Der durch einen Satz geäußerte Sprechakt ist eine Funktion der Bedeutung des Satzes, z.B. ist die Aufforderung (Sprechakt) eines Gegenübers, die Tür zu schließen, eine Funktion der Bedeutung des Satzes „Schließ’ bitte die Tür zu.“12. Grundsätzlich ist jeder Sprechakt durch einen Satz eindeutig bestimmbar, wenn der Zusammenhang stimmt und der Sprecher aufrichtig spricht13. Die direkte Bedeutung eines Satzes bestimmt aber nicht immer die Art des Sprechaktes, der mit dem Satz geäußert wird, da ein Sprecher mehr meinen kann, als er tatsächlich sagt. Zur besseren Veranschaulichung dient folgender Satz: „Can you reach the salt?“. Auf der einen Seite ist der Satz eine direkte Frage, ob der Hörer in der Lage ist, das Salz zu erreichen. Auf der anderen Seite aber beinhaltet er eine versteckte Aufforderung an den Hörer, das Salz herüber zu reichen14. Die zweite Bedeutung beinhaltet einen indirekten Sprechakt, der die Funktion einer Aufforderung beinhaltet. Dieses Phänomen der indirekten Sprechakte wird im Kapitel 5 näher betrachtet.

In seiner Analyse der Sprechakte geht Searle von idealisierten syntaktischen Aussagen aus, deren Bedeutung klar verständlich ist. Seiner Meinung nach kann ohne Idealisierung und Abstraktion keine Systematisierung der Sprechakte erzielt werden15. Dieser stark theoretische Ansatz gilt heutzutage als umstritten, da die Menschen im normalen Alltag üblicherweise keine konstruierten Sätze verwenden, um zu kommunizieren.

2.3 Referenz und Prädikation

Als Referenz wird die Bezugnahme des Sprechers auf belebte oder unbelebte Objekte oder Sachverhalte bezeichnet, d.h. der Sprecher nimmt mit seiner Äußerung auf die außersprachliche Welt Bezug. Searle definiert die Referenz folgendermaßen:

Any expression which serves to identify any thing, process, event, action, or any other kind of ‘individual’ or ‘particular’ I shall call a referring expression.
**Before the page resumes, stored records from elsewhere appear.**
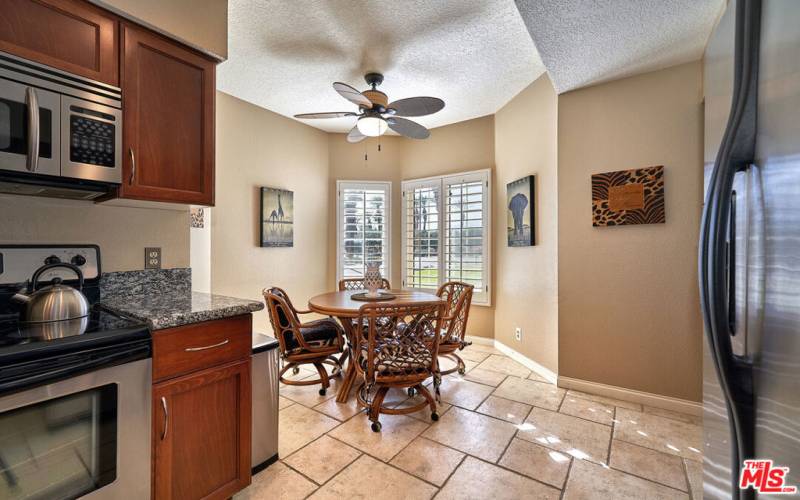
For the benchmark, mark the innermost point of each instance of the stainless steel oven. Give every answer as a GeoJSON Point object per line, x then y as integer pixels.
{"type": "Point", "coordinates": [54, 125]}
{"type": "Point", "coordinates": [87, 436]}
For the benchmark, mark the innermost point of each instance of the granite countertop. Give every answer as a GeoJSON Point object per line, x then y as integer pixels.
{"type": "Point", "coordinates": [167, 309]}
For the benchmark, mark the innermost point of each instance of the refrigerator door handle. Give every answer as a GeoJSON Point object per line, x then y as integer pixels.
{"type": "Point", "coordinates": [736, 151]}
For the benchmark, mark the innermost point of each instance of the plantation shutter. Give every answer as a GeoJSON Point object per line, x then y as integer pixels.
{"type": "Point", "coordinates": [421, 223]}
{"type": "Point", "coordinates": [363, 228]}
{"type": "Point", "coordinates": [465, 233]}
{"type": "Point", "coordinates": [446, 231]}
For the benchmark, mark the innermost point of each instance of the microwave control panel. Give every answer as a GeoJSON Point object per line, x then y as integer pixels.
{"type": "Point", "coordinates": [91, 140]}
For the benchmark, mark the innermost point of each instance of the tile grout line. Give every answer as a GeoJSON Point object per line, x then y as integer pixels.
{"type": "Point", "coordinates": [611, 437]}
{"type": "Point", "coordinates": [686, 477]}
{"type": "Point", "coordinates": [380, 460]}
{"type": "Point", "coordinates": [566, 478]}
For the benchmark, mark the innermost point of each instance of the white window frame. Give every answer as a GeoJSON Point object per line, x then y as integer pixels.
{"type": "Point", "coordinates": [387, 187]}
{"type": "Point", "coordinates": [480, 297]}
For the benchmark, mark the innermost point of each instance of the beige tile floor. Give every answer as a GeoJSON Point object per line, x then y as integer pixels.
{"type": "Point", "coordinates": [503, 433]}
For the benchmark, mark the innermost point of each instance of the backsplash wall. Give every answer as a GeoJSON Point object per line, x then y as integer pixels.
{"type": "Point", "coordinates": [121, 232]}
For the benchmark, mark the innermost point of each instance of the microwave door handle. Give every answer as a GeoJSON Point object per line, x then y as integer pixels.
{"type": "Point", "coordinates": [32, 101]}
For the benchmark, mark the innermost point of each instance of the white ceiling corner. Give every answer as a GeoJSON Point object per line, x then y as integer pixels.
{"type": "Point", "coordinates": [283, 56]}
{"type": "Point", "coordinates": [583, 42]}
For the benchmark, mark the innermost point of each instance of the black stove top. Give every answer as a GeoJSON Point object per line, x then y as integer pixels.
{"type": "Point", "coordinates": [38, 354]}
{"type": "Point", "coordinates": [99, 322]}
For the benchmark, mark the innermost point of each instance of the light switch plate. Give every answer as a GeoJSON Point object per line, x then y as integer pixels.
{"type": "Point", "coordinates": [152, 258]}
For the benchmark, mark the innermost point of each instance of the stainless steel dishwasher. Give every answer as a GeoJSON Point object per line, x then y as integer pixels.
{"type": "Point", "coordinates": [265, 401]}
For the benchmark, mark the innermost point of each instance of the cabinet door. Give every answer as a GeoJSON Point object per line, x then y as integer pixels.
{"type": "Point", "coordinates": [70, 35]}
{"type": "Point", "coordinates": [168, 120]}
{"type": "Point", "coordinates": [201, 433]}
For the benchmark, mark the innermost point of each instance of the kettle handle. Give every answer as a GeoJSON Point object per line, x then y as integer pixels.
{"type": "Point", "coordinates": [47, 267]}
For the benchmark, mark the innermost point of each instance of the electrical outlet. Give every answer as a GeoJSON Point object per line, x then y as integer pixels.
{"type": "Point", "coordinates": [152, 258]}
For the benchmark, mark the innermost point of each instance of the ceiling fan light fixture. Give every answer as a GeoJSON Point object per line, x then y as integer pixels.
{"type": "Point", "coordinates": [372, 126]}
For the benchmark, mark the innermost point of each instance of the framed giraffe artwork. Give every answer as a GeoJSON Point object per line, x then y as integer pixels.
{"type": "Point", "coordinates": [277, 217]}
{"type": "Point", "coordinates": [628, 197]}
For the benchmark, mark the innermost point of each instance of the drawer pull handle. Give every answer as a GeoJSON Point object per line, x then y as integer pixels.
{"type": "Point", "coordinates": [193, 349]}
{"type": "Point", "coordinates": [166, 417]}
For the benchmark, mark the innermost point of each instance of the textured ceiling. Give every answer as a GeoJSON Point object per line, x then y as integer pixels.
{"type": "Point", "coordinates": [284, 55]}
{"type": "Point", "coordinates": [582, 42]}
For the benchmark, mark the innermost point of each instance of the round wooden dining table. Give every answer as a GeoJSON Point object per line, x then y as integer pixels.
{"type": "Point", "coordinates": [340, 305]}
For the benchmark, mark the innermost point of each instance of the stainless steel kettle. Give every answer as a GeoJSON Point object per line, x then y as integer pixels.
{"type": "Point", "coordinates": [55, 302]}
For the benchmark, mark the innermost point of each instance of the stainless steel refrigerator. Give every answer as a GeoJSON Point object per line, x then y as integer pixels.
{"type": "Point", "coordinates": [749, 255]}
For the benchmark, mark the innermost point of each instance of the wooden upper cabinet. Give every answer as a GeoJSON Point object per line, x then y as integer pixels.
{"type": "Point", "coordinates": [201, 433]}
{"type": "Point", "coordinates": [168, 120]}
{"type": "Point", "coordinates": [70, 35]}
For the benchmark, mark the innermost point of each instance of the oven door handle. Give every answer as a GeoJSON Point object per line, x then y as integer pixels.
{"type": "Point", "coordinates": [32, 102]}
{"type": "Point", "coordinates": [166, 418]}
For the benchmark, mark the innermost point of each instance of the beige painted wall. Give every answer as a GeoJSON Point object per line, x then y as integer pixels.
{"type": "Point", "coordinates": [628, 302]}
{"type": "Point", "coordinates": [453, 148]}
{"type": "Point", "coordinates": [202, 23]}
{"type": "Point", "coordinates": [121, 232]}
{"type": "Point", "coordinates": [526, 279]}
{"type": "Point", "coordinates": [255, 148]}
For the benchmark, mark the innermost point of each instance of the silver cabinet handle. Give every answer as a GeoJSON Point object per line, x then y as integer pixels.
{"type": "Point", "coordinates": [166, 418]}
{"type": "Point", "coordinates": [193, 349]}
{"type": "Point", "coordinates": [133, 165]}
{"type": "Point", "coordinates": [32, 100]}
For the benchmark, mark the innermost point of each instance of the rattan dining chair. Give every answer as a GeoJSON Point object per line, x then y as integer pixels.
{"type": "Point", "coordinates": [358, 284]}
{"type": "Point", "coordinates": [391, 349]}
{"type": "Point", "coordinates": [314, 342]}
{"type": "Point", "coordinates": [454, 324]}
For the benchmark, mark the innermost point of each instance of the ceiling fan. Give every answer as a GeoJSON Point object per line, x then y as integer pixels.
{"type": "Point", "coordinates": [376, 114]}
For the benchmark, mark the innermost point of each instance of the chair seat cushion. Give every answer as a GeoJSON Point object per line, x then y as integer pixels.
{"type": "Point", "coordinates": [402, 357]}
{"type": "Point", "coordinates": [318, 333]}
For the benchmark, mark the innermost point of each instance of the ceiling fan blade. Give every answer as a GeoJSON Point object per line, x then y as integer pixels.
{"type": "Point", "coordinates": [332, 114]}
{"type": "Point", "coordinates": [408, 128]}
{"type": "Point", "coordinates": [417, 106]}
{"type": "Point", "coordinates": [355, 135]}
{"type": "Point", "coordinates": [352, 94]}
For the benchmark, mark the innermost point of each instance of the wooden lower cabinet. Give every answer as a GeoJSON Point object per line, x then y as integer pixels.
{"type": "Point", "coordinates": [202, 433]}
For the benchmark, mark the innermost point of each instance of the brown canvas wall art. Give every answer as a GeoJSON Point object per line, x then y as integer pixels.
{"type": "Point", "coordinates": [628, 197]}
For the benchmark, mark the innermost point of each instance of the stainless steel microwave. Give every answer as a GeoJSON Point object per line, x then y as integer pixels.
{"type": "Point", "coordinates": [57, 131]}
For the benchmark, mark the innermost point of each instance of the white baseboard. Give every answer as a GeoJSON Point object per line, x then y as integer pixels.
{"type": "Point", "coordinates": [479, 340]}
{"type": "Point", "coordinates": [528, 363]}
{"type": "Point", "coordinates": [632, 395]}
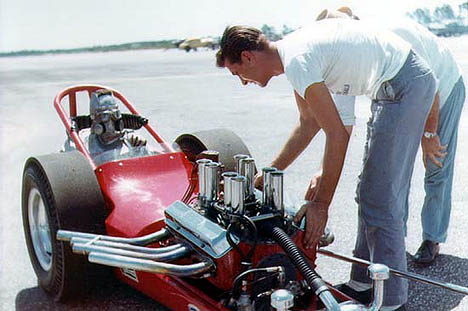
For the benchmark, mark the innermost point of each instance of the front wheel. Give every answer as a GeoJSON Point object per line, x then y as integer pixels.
{"type": "Point", "coordinates": [52, 199]}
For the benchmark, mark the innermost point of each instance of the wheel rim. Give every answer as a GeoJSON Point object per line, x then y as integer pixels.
{"type": "Point", "coordinates": [39, 229]}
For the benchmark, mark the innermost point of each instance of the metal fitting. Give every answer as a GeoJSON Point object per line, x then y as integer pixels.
{"type": "Point", "coordinates": [237, 159]}
{"type": "Point", "coordinates": [267, 197]}
{"type": "Point", "coordinates": [282, 300]}
{"type": "Point", "coordinates": [248, 168]}
{"type": "Point", "coordinates": [276, 186]}
{"type": "Point", "coordinates": [201, 178]}
{"type": "Point", "coordinates": [227, 176]}
{"type": "Point", "coordinates": [238, 194]}
{"type": "Point", "coordinates": [212, 181]}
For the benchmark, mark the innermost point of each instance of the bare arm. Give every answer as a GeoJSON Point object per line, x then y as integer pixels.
{"type": "Point", "coordinates": [314, 183]}
{"type": "Point", "coordinates": [319, 104]}
{"type": "Point", "coordinates": [431, 147]}
{"type": "Point", "coordinates": [300, 137]}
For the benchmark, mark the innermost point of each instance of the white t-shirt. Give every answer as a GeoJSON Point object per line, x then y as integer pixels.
{"type": "Point", "coordinates": [348, 57]}
{"type": "Point", "coordinates": [425, 44]}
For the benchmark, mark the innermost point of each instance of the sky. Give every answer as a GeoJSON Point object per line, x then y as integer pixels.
{"type": "Point", "coordinates": [61, 24]}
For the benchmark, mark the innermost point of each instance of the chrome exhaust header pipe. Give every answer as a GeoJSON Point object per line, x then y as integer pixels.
{"type": "Point", "coordinates": [65, 235]}
{"type": "Point", "coordinates": [149, 265]}
{"type": "Point", "coordinates": [123, 246]}
{"type": "Point", "coordinates": [175, 254]}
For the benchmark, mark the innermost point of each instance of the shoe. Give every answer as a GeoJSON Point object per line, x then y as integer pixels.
{"type": "Point", "coordinates": [426, 253]}
{"type": "Point", "coordinates": [364, 297]}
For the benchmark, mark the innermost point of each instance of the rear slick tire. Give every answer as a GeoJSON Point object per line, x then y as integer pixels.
{"type": "Point", "coordinates": [60, 191]}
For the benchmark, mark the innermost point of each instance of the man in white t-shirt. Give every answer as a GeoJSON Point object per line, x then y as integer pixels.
{"type": "Point", "coordinates": [347, 58]}
{"type": "Point", "coordinates": [441, 127]}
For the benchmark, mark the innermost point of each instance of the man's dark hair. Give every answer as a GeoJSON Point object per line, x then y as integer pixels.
{"type": "Point", "coordinates": [237, 39]}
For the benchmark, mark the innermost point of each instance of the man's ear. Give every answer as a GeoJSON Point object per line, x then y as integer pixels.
{"type": "Point", "coordinates": [247, 57]}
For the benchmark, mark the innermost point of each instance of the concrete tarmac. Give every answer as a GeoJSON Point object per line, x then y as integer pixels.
{"type": "Point", "coordinates": [184, 92]}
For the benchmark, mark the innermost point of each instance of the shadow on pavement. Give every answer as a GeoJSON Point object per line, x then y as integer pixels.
{"type": "Point", "coordinates": [112, 296]}
{"type": "Point", "coordinates": [446, 268]}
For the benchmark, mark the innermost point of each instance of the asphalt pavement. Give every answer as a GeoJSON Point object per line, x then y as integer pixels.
{"type": "Point", "coordinates": [184, 92]}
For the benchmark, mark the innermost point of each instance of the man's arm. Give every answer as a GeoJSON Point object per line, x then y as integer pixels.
{"type": "Point", "coordinates": [431, 146]}
{"type": "Point", "coordinates": [319, 104]}
{"type": "Point", "coordinates": [300, 138]}
{"type": "Point", "coordinates": [314, 183]}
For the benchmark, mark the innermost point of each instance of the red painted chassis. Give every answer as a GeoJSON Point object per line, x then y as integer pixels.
{"type": "Point", "coordinates": [136, 193]}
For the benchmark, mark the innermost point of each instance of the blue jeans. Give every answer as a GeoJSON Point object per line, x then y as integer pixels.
{"type": "Point", "coordinates": [394, 132]}
{"type": "Point", "coordinates": [435, 214]}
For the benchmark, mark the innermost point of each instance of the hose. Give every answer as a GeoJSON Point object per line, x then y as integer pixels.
{"type": "Point", "coordinates": [312, 278]}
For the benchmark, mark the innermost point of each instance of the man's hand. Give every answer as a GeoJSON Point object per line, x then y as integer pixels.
{"type": "Point", "coordinates": [258, 181]}
{"type": "Point", "coordinates": [313, 187]}
{"type": "Point", "coordinates": [432, 149]}
{"type": "Point", "coordinates": [316, 215]}
{"type": "Point", "coordinates": [135, 141]}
Referring expressions point to particular things; they answer the questions “Who?” “What?” “Which?” It is by their function, not always by their surface grammatical form or their manner of performing their function, that referring expressions are to be known.16

Eine Referenz kann dabei nur als Teil der Äußerung eines illokutionären Aktes ausgedrückt werden17.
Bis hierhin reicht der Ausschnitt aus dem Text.